Mara Sartore – Looking at the projects presented in the pavilion, two strong leitmotifs emerge: textiles and performance. There seems to be a particular attention to the body, gesture, and the act of making by hand. Was this material and performative dimension something you consciously wanted to foreground?

Amin Jaffer – Yes, fibre is certainly at the basis of the pavilion, but performance is also an important element. The pavilion is realised by the Ministry of Culture, in partnership with two Indian institutions: the Nita Mukesh Ambani Cultural Centre and the Serendipity Arts Foundation. Both have a strong tradition in the performing arts, as well as in curatorial work spanning both static and performative practices.

In addition to the artworks presented inside the pavilion, we will also be rolling out a performance programme across Venice.

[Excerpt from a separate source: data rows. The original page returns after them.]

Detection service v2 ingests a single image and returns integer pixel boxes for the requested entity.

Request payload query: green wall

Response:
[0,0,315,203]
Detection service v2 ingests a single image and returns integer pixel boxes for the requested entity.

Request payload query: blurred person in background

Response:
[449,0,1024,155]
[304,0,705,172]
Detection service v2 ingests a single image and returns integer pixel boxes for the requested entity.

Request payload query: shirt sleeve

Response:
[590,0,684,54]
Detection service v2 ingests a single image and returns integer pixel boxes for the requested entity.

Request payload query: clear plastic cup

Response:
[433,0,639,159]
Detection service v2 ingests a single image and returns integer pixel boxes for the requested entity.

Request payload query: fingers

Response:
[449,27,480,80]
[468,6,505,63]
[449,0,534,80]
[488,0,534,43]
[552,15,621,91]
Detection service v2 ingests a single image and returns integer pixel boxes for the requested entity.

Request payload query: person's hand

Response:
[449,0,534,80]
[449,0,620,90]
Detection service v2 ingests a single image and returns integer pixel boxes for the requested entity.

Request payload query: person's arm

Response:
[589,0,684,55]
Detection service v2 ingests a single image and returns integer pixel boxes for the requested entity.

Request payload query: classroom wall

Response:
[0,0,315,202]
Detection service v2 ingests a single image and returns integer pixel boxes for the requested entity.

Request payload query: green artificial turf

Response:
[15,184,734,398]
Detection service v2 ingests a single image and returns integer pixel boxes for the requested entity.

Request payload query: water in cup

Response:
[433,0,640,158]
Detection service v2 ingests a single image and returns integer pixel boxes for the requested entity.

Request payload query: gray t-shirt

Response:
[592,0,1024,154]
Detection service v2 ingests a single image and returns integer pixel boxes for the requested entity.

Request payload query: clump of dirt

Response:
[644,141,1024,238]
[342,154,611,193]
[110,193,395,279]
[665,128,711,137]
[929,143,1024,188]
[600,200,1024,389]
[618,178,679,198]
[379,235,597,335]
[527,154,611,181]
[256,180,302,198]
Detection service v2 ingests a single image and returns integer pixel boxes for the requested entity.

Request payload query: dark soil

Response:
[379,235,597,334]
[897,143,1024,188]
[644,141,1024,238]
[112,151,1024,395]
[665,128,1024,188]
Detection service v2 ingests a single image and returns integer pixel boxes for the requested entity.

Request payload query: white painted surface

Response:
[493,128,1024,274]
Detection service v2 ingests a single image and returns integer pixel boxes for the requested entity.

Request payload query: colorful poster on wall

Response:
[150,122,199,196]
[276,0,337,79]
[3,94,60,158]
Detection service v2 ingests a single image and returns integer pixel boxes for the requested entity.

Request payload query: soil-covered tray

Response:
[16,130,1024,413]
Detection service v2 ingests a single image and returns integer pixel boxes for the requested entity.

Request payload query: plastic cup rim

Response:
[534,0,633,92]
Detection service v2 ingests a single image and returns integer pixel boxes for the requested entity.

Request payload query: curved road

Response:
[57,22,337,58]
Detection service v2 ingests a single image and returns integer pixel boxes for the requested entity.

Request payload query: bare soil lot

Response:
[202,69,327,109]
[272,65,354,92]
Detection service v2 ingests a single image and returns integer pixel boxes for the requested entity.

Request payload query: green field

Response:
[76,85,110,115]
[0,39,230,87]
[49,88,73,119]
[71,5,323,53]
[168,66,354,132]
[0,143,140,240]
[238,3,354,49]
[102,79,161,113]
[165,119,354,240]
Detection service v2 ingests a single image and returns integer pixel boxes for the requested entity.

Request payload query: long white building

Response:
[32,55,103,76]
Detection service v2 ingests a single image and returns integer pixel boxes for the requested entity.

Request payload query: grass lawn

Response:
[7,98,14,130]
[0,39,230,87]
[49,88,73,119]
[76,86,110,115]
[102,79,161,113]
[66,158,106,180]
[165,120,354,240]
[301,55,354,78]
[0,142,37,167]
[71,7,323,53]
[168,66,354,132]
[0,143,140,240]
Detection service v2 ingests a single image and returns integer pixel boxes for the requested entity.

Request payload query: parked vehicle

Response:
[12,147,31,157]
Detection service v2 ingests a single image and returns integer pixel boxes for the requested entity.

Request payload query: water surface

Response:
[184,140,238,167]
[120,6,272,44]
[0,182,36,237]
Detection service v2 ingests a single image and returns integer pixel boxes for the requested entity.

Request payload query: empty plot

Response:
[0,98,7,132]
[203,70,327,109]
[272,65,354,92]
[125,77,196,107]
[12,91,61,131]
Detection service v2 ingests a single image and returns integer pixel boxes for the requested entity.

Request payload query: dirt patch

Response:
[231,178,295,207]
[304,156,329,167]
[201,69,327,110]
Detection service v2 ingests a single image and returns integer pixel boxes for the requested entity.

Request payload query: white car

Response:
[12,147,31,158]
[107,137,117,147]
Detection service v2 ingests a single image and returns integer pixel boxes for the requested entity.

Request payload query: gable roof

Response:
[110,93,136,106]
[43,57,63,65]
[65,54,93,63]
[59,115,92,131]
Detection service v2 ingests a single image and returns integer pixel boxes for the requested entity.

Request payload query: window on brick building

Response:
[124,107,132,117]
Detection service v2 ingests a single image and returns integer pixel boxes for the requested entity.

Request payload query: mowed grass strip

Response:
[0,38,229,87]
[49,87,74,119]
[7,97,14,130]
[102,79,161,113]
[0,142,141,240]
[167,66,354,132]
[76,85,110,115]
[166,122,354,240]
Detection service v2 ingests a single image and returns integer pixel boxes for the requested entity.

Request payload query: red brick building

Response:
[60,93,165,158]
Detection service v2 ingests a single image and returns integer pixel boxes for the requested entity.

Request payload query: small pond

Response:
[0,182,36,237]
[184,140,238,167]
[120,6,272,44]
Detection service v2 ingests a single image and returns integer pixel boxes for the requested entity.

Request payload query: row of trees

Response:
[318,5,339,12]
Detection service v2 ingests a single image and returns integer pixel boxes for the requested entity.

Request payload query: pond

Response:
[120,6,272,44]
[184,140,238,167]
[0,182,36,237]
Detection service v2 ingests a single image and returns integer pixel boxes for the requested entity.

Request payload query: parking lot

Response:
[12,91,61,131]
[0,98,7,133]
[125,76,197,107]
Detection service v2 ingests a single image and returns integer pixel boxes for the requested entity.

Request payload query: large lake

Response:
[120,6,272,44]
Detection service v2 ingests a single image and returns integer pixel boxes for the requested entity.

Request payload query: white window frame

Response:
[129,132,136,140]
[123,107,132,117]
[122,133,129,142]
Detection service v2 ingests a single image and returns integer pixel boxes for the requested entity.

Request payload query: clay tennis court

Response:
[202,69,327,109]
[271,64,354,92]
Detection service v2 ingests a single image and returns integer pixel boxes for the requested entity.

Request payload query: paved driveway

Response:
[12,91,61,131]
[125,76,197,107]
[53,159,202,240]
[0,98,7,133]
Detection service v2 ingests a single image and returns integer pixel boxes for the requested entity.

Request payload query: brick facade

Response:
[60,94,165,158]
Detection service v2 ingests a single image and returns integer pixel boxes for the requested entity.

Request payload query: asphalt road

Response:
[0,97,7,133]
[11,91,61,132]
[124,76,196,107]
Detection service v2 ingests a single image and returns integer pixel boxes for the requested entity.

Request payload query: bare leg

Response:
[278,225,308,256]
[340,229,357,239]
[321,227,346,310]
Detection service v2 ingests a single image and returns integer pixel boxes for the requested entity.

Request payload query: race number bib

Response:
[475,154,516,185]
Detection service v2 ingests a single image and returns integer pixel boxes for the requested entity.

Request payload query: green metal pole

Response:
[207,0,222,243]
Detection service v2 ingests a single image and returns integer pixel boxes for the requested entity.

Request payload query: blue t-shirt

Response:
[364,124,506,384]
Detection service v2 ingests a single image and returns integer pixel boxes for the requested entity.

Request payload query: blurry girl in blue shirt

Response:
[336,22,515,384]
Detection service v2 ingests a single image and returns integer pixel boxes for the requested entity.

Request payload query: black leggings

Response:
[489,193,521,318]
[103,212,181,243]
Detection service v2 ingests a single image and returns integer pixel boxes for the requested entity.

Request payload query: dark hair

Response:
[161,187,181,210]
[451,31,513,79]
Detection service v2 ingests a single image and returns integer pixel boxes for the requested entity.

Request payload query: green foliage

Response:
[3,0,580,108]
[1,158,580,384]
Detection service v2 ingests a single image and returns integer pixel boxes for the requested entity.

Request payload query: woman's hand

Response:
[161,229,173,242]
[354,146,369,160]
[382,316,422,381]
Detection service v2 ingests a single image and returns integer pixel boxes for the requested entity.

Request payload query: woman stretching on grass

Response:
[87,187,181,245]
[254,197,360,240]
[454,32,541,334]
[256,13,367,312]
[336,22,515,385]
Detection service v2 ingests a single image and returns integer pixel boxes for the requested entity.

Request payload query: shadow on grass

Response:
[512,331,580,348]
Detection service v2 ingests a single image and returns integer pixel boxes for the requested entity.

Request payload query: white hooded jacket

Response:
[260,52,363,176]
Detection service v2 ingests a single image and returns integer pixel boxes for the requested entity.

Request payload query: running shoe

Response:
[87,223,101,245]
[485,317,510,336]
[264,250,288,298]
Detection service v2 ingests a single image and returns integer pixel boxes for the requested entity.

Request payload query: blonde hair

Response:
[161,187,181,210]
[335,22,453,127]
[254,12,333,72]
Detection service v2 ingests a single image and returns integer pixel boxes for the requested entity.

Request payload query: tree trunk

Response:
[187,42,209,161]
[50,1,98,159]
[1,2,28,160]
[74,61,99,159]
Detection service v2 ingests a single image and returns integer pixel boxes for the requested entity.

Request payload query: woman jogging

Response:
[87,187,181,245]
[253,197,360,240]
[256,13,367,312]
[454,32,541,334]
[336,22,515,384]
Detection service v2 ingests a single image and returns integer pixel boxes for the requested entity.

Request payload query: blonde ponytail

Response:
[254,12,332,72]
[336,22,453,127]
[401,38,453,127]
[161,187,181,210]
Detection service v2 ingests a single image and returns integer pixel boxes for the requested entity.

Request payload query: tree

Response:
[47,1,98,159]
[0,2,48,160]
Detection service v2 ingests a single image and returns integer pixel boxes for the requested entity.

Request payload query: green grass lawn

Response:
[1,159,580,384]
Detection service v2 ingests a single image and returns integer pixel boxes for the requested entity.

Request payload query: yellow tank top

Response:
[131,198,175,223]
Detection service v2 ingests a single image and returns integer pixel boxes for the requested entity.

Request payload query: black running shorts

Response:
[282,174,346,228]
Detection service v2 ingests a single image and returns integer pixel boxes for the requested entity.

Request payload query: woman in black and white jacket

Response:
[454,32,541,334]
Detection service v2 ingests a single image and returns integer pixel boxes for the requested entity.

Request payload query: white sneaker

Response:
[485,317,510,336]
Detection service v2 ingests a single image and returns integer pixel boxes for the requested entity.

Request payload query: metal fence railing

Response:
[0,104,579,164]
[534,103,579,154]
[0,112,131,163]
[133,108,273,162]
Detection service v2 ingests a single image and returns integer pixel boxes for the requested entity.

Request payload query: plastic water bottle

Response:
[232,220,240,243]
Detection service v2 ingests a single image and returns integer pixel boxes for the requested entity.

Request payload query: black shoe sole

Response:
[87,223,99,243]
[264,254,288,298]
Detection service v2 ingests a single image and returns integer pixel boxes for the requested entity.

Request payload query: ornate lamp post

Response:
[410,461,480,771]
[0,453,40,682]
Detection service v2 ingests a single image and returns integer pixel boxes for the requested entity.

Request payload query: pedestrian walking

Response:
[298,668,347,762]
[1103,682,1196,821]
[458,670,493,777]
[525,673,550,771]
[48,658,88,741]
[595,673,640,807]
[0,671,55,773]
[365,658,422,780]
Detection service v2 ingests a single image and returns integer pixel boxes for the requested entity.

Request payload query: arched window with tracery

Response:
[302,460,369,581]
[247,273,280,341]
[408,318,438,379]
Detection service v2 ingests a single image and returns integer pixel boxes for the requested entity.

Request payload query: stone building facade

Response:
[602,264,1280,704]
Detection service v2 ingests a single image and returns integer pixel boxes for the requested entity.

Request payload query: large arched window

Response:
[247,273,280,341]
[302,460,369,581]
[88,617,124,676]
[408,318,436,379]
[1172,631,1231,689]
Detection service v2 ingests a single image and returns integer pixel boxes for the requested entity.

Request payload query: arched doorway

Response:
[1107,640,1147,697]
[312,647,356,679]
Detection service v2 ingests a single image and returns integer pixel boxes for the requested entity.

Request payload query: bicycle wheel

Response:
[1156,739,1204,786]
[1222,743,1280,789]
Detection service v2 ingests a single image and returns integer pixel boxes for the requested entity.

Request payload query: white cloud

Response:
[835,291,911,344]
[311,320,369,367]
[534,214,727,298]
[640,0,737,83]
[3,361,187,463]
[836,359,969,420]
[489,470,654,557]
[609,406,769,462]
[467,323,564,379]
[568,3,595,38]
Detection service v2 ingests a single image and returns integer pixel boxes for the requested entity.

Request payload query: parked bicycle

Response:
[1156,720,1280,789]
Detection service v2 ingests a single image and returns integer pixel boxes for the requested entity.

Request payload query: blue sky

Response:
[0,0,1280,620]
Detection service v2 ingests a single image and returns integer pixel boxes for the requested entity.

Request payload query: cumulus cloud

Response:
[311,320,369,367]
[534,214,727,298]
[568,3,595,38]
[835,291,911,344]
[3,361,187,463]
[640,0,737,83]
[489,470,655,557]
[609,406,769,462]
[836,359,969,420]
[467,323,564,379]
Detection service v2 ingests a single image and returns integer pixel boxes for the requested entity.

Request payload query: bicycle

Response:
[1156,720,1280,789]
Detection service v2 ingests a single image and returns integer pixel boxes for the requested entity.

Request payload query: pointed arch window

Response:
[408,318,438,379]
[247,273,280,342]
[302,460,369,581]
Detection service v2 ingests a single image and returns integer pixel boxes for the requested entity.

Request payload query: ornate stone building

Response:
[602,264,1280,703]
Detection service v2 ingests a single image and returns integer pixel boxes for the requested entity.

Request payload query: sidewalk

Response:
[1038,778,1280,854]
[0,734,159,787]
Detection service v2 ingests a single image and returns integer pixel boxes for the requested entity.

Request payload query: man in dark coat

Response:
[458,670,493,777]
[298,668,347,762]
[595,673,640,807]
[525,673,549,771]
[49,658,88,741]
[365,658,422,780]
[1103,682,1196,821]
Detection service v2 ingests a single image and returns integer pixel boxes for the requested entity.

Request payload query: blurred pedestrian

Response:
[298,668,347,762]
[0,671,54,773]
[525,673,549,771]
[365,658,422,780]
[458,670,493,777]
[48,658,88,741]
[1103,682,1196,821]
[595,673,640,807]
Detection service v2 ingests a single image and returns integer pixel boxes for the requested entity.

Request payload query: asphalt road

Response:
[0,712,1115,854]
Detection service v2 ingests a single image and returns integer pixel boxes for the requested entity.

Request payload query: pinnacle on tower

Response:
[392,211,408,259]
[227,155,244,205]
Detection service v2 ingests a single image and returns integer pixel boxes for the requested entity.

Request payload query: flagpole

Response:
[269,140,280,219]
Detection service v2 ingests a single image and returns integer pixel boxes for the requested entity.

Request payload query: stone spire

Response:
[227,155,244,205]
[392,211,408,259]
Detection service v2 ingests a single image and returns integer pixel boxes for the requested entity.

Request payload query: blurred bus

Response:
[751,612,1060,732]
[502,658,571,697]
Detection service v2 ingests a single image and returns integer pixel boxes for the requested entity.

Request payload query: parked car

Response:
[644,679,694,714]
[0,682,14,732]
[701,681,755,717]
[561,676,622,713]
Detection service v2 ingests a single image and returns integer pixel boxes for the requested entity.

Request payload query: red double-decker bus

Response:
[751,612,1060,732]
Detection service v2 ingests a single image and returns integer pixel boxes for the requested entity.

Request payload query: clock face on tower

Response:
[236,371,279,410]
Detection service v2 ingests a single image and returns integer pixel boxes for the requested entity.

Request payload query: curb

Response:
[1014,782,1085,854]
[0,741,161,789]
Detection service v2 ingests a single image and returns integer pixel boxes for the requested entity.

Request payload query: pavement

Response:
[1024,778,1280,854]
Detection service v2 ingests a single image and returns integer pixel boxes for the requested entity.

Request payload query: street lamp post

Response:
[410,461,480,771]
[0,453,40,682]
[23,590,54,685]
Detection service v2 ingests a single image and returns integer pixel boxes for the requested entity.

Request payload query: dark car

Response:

We will have music on boats and performances in public spaces. The programme will run during the opening week and then across four or five additional periods throughout the Biennale. We have deliberately aligned these moments with key cultural periods in Venice — such as Homo Faber and the Festa del Redentore — when the city is especially active and full of international visitors. The intention is not to create a project that exists only within a single space and then disappears, but rather to build bridges and long-term relationships within Venice itself.

Mara Sartore – How did you navigate the relationship between your role as Director of the Al Thani Collection and your role as curator of the Indian Pavilion? In particular, when it came to selecting the artists, how did you approach the question of curatorial independence?

Amin Jaffer – With the India Pavilion project I’ve had an artistic and curatorial liberty, bearing in mind that I am deeply conscious of the commissioners, partners and stakeholders involved, ensuring that they endorse the artist projects and the underlying message.

The important thing is that anyone who knows me knows I am an obsessive workaholic. So during this very busy Biennale period, I was also able to oversee our project in Paris. We presented a very beautiful exhibition called “Joyaux Dynastiques”, the most successful show we have ever done, dedicated to dynastic jewels of power. And I am now completing the catalogue for our next exhibition, which opens in Paris in early July.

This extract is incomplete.